Women in Higher Education

By W. Todd Furniss; Patricia Albjerg Graham | Go to book overview

MINA REES


The Graduate Education of Women

At a 1970 meeting called to discuss problems in graduate education at which I was the only woman present, a professor of history from a leading Eastern university turned to me, without any preliminaries, and said, "Why don't those girls write their dissertations?" It developed that he was the one member of his department who insisted on giving fellowships to women, and department members were up in arms because women have been receiving fellowships for several years and not one had completed her dissertation. I was a bit dismayed by the sudden attack, and riposted with, "Why don't you appoint a woman graduate dean?" This suggestion seemed a little radical to my questioner; but it may be that Representative Martha Griffiths of Michigan was right when she suggested, in 1970, that what we need is heroines. Nonetheless, the complaint is common on many campuses, and I want to focus on this point and other myths and realities in the graduate education of women.

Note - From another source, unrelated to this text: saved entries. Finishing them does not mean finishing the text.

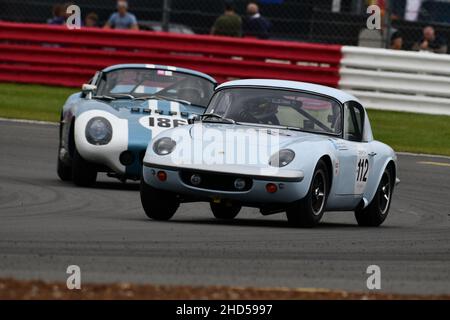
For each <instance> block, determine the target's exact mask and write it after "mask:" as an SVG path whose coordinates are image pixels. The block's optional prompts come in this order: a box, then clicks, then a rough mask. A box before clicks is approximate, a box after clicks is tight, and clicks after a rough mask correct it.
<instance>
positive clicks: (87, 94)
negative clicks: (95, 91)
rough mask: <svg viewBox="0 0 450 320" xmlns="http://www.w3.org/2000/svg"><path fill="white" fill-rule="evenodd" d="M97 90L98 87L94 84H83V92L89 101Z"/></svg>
mask: <svg viewBox="0 0 450 320" xmlns="http://www.w3.org/2000/svg"><path fill="white" fill-rule="evenodd" d="M96 90H97V86H96V85H93V84H87V83H85V84H83V86H82V87H81V91H82V92H83V94H84V95H85V96H86V98H87V99H92V93H93V92H94V91H96Z"/></svg>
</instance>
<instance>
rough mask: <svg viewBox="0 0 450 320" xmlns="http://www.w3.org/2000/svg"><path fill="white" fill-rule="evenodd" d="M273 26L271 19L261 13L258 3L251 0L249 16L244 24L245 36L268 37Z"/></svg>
mask: <svg viewBox="0 0 450 320" xmlns="http://www.w3.org/2000/svg"><path fill="white" fill-rule="evenodd" d="M271 26H272V25H271V23H270V21H269V20H267V19H266V18H264V17H263V16H261V14H260V13H259V7H258V5H257V4H256V3H255V2H250V3H249V4H248V5H247V17H246V18H245V19H244V24H243V29H244V36H245V37H255V38H260V39H268V38H269V32H270V28H271Z"/></svg>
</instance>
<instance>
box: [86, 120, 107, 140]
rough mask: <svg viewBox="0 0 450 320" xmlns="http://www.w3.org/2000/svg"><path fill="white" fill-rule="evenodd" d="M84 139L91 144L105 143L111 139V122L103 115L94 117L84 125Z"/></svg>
mask: <svg viewBox="0 0 450 320" xmlns="http://www.w3.org/2000/svg"><path fill="white" fill-rule="evenodd" d="M86 139H87V141H88V142H89V143H90V144H93V145H97V146H98V145H105V144H108V143H109V142H110V141H111V139H112V126H111V123H110V122H109V121H108V120H106V118H103V117H95V118H92V119H91V120H89V122H88V123H87V125H86Z"/></svg>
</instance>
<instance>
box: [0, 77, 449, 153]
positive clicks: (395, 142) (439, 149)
mask: <svg viewBox="0 0 450 320" xmlns="http://www.w3.org/2000/svg"><path fill="white" fill-rule="evenodd" d="M76 91H77V89H76V88H73V89H72V88H60V87H47V86H38V85H24V84H0V117H4V118H17V119H31V120H42V121H55V122H56V121H58V120H59V113H60V110H61V107H62V105H63V104H64V102H65V100H66V99H67V97H68V96H69V95H70V94H72V93H74V92H76ZM368 113H369V117H370V121H371V124H372V129H373V133H374V136H375V138H376V139H377V140H380V141H382V142H384V143H387V144H389V145H390V146H392V147H393V148H394V150H396V151H407V152H416V153H431V154H440V155H447V156H450V116H436V115H424V114H415V113H406V112H392V111H380V110H369V111H368Z"/></svg>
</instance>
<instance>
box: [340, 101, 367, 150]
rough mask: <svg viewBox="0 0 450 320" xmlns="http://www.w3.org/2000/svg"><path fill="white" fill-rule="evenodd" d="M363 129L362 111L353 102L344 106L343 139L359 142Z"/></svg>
mask: <svg viewBox="0 0 450 320" xmlns="http://www.w3.org/2000/svg"><path fill="white" fill-rule="evenodd" d="M363 128H364V109H363V108H362V106H361V105H360V104H359V103H357V102H355V101H350V102H348V103H346V104H345V105H344V139H347V140H350V141H361V140H362V136H363Z"/></svg>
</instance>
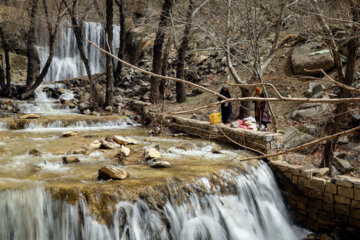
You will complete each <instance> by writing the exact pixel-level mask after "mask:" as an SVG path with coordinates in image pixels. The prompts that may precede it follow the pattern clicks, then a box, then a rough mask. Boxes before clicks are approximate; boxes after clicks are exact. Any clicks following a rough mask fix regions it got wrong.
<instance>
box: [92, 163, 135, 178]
mask: <svg viewBox="0 0 360 240" xmlns="http://www.w3.org/2000/svg"><path fill="white" fill-rule="evenodd" d="M127 176H128V174H127V172H126V171H125V169H123V168H120V167H116V166H113V165H106V166H104V167H102V168H100V169H99V176H98V180H109V179H114V180H123V179H125V178H126V177H127Z"/></svg>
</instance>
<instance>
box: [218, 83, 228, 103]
mask: <svg viewBox="0 0 360 240" xmlns="http://www.w3.org/2000/svg"><path fill="white" fill-rule="evenodd" d="M225 89H227V91H226V92H225ZM220 94H221V95H223V96H224V97H227V98H231V95H230V92H229V88H228V87H227V86H223V87H222V88H221V91H220ZM221 100H223V99H222V98H220V97H219V101H221Z"/></svg>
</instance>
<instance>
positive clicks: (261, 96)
mask: <svg viewBox="0 0 360 240" xmlns="http://www.w3.org/2000/svg"><path fill="white" fill-rule="evenodd" d="M255 96H256V97H261V98H264V97H265V96H264V93H263V92H262V91H261V89H260V88H255ZM253 102H254V103H255V120H256V122H257V123H259V127H258V130H260V129H261V125H262V124H264V126H265V131H267V130H268V128H267V124H268V122H266V121H263V115H264V112H265V107H266V102H265V101H253Z"/></svg>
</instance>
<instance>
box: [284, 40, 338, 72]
mask: <svg viewBox="0 0 360 240" xmlns="http://www.w3.org/2000/svg"><path fill="white" fill-rule="evenodd" d="M291 63H292V67H293V70H294V73H295V74H298V75H314V74H315V75H316V74H318V73H308V72H306V71H305V70H304V69H309V70H312V69H319V68H322V69H323V70H324V71H328V70H330V69H331V68H333V67H334V66H335V63H334V59H333V57H332V55H331V53H330V51H329V49H323V48H320V49H319V48H318V46H317V45H315V44H314V43H307V44H304V45H301V46H298V47H296V48H295V49H294V51H293V53H292V55H291Z"/></svg>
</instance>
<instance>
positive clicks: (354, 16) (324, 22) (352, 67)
mask: <svg viewBox="0 0 360 240" xmlns="http://www.w3.org/2000/svg"><path fill="white" fill-rule="evenodd" d="M310 2H311V4H312V6H313V8H314V13H315V14H316V18H317V20H318V22H319V24H320V26H321V29H322V31H323V38H324V41H325V43H326V44H327V45H328V46H329V48H330V50H331V52H332V55H333V57H334V62H335V67H336V70H337V76H338V81H339V82H340V83H343V84H345V85H348V86H350V85H351V84H352V82H353V80H354V73H355V67H356V57H357V49H358V47H359V26H358V22H359V20H360V9H359V7H360V5H359V3H358V2H357V1H356V0H349V1H348V3H349V9H350V14H351V15H352V21H353V27H352V32H351V36H350V38H349V40H348V43H347V51H348V61H347V66H346V72H345V75H344V73H343V65H342V62H341V58H340V51H339V48H338V44H337V43H336V40H335V36H334V35H333V33H332V31H331V30H330V27H329V25H328V24H327V22H326V20H325V19H324V14H323V13H322V11H321V10H320V7H319V5H318V2H317V0H310ZM350 96H351V95H350V91H349V90H348V89H346V88H341V89H340V92H339V97H340V98H348V97H350ZM347 111H348V103H339V104H337V105H336V109H335V118H334V119H333V121H331V122H330V123H329V126H328V128H327V129H328V132H329V134H334V133H337V132H339V131H341V129H343V128H346V121H345V113H346V112H347ZM337 141H338V138H335V139H332V140H329V141H327V142H326V144H325V149H324V156H323V162H322V165H324V166H326V167H328V168H329V174H330V175H332V160H333V157H334V150H335V149H336V145H337Z"/></svg>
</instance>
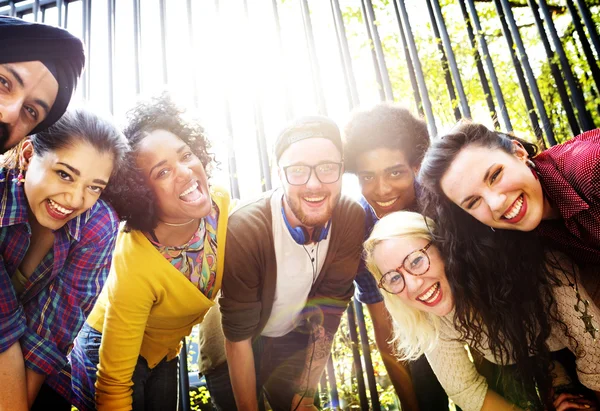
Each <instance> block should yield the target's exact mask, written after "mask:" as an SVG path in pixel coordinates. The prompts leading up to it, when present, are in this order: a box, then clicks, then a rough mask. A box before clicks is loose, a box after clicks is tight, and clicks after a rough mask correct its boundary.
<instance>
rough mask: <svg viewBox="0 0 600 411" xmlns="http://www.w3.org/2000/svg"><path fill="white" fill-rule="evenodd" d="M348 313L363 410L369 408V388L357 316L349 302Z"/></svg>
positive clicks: (350, 304) (350, 333) (354, 358)
mask: <svg viewBox="0 0 600 411" xmlns="http://www.w3.org/2000/svg"><path fill="white" fill-rule="evenodd" d="M346 313H347V314H348V330H349V331H350V341H351V342H352V358H353V359H354V369H355V371H356V385H357V386H358V397H359V398H360V409H361V410H362V411H368V410H369V402H368V400H367V390H366V387H365V380H364V377H363V370H362V364H361V362H360V353H359V352H358V334H357V333H356V319H355V318H356V317H355V315H354V306H353V305H352V304H348V309H347V310H346Z"/></svg>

The problems of graduate school women differ for unmarried women recently out of college and for married women with children (both those who return while their children are young and those who postpone graduate work until their children are in school). The most striking difference seems to stem from the attitudes of faculties toward granting financial assistance, and it is closely related to the ability of a woman to study full time (though often the attitude of the usually male faculty toward the appropriateness of graduate work for a married woman plays an important role). A married woman has additional problems, even if the university will permit her to study part time. Are courses available at times and places that fit her schedule (different women have different needs)? Is there a day care center where she can leave her young children? Is there any possibility of getting some financial assistance even though she is a part-time student?